Checking Connectedness
A connected graph has a single component: every node can reach every other node through some path. Disconnected graphs have multiple components, which has direct implications for analysis — distances between nodes in different components are undefined, and centrality measures computed on the full graph may be misleading.
is_connected(g_karate)[1] TRUE
comps <- igraph::components(g_karate)
cat("Number of components:", comps$no, "\n")Number of components: 1
cat("Component sizes :", comps$csize, "\n")Component sizes : 34
A Reusable Validation Function
Wrapping these checks into a single function makes validation a consistent step in any import pipeline.
validate_graph <- function(g, name = "graph") {
cat("=== Network Validation:", name, "===\n\n")
cat(sprintf(" %-18s %d\n", "Vertices:", vcount(g)))
cat(sprintf(" %-18s %d\n", "Edges:", ecount(g)))
cat(sprintf(" %-18s %s\n", "Directed:", is_directed(g)))
cat(sprintf(" %-18s %s\n", "Weighted:", is_weighted(g)))
cat(sprintf(" %-18s %s\n", "Bipartite:", is_bipartite(g)))
cat("\n")
n_isolates <- sum(igraph::degree(g) == 0)

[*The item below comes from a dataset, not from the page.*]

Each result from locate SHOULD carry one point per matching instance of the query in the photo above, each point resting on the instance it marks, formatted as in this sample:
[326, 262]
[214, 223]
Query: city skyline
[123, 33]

n_loops <- sum(which_loop(g))
n_comps <- igraph::components(g)$no
connected <- is_connected(g)
cat(sprintf(" %-18s %d%s\n", "Isolates:",
n_isolates, ifelse(n_isolates > 0, " [CHECK]", " [OK]")))
cat(sprintf(" %-18s %d%s\n", "Self-loops:",
n_loops, ifelse(n_loops > 0, " [CHECK]", " [OK]")))
cat(sprintf(" %-18s %s%s\n", "Connected:",
connected, ifelse(!connected,
paste0(" [", n_comps, " components]"),
" [OK]")))
cat(sprintf(" %-18s %.4f\n", "Density:", edge_density(g)))
cat("\n")
invisible(g)
}validate_graph(g_flo, name = "Florentine Families (Marriage)")=== Network Validation: Florentine Families (Marriage) ===
Vertices: 16
Edges: 20
Directed: FALSE
Weighted: FALSE
Bipartite: FALSE
Isolates: 1 [CHECK]
Self-loops: 0 [OK]
Connected: FALSE [2 components]
Density: 0.1667
validate_graph(g_karate, name = "Zachary's Karate Club")=== Network Validation: Zachary's Karate Club ===
Vertices: 34
Edges: 78
Directed: FALSE
Weighted: FALSE
Bipartite: FALSE
Isolates: 0 [OK]
Self-loops: 0 [OK]
Connected: TRUE [OK]
Density: 0.1390
validate_graph(g_bip, name = "Seminar Attendance (Bipartite)")=== Network Validation: Seminar Attendance (Bipartite) ===
Vertices: 12
Edges: 21
Directed: FALSE
Weighted: FALSE
Bipartite: TRUE
Isolates: 0 [OK]
Self-loops: 0 [OK]
Connected: TRUE [OK]
Density: 0.3182
Summary
This chapter has covered the four principal import pathways for network data in R:
| Source | Raw Format | igraph Constructor |
|---|---|---|
ergm / network package |
network class object |
as.matrix() → graph_from_adjacency_matrix() |
| Flat file / database | Edge list data.frame |
graph_from_data_frame() |
| Affiliation records | Incidence matrix | graph_from_incidence_matrix() |
| CSV file or URL | Edge list CSV | read_csv() → graph_from_data_frame() |
Across all four pathways, the workflow follows a consistent logic: (1) load the raw data into an appropriate R object; (2) convert to igraph (or other graph object) using the relevant constructor; (3) attach node and edge attributes via left_join() within a tbl_graph; and (4) validate the resulting network before analysis.
The tbl_graph representation from tidygraph provides a tidyverse-compatible wrapper around igraph objects, enabling dplyr pipelines for attribute manipulation and ggraph for publication-quality visualisation. Together, these tools constitute a coherent and extensible analytical stack for social network research — one that connects cleanly to both the statnet ecosystem (via intergraph) and to the broader tidyverse.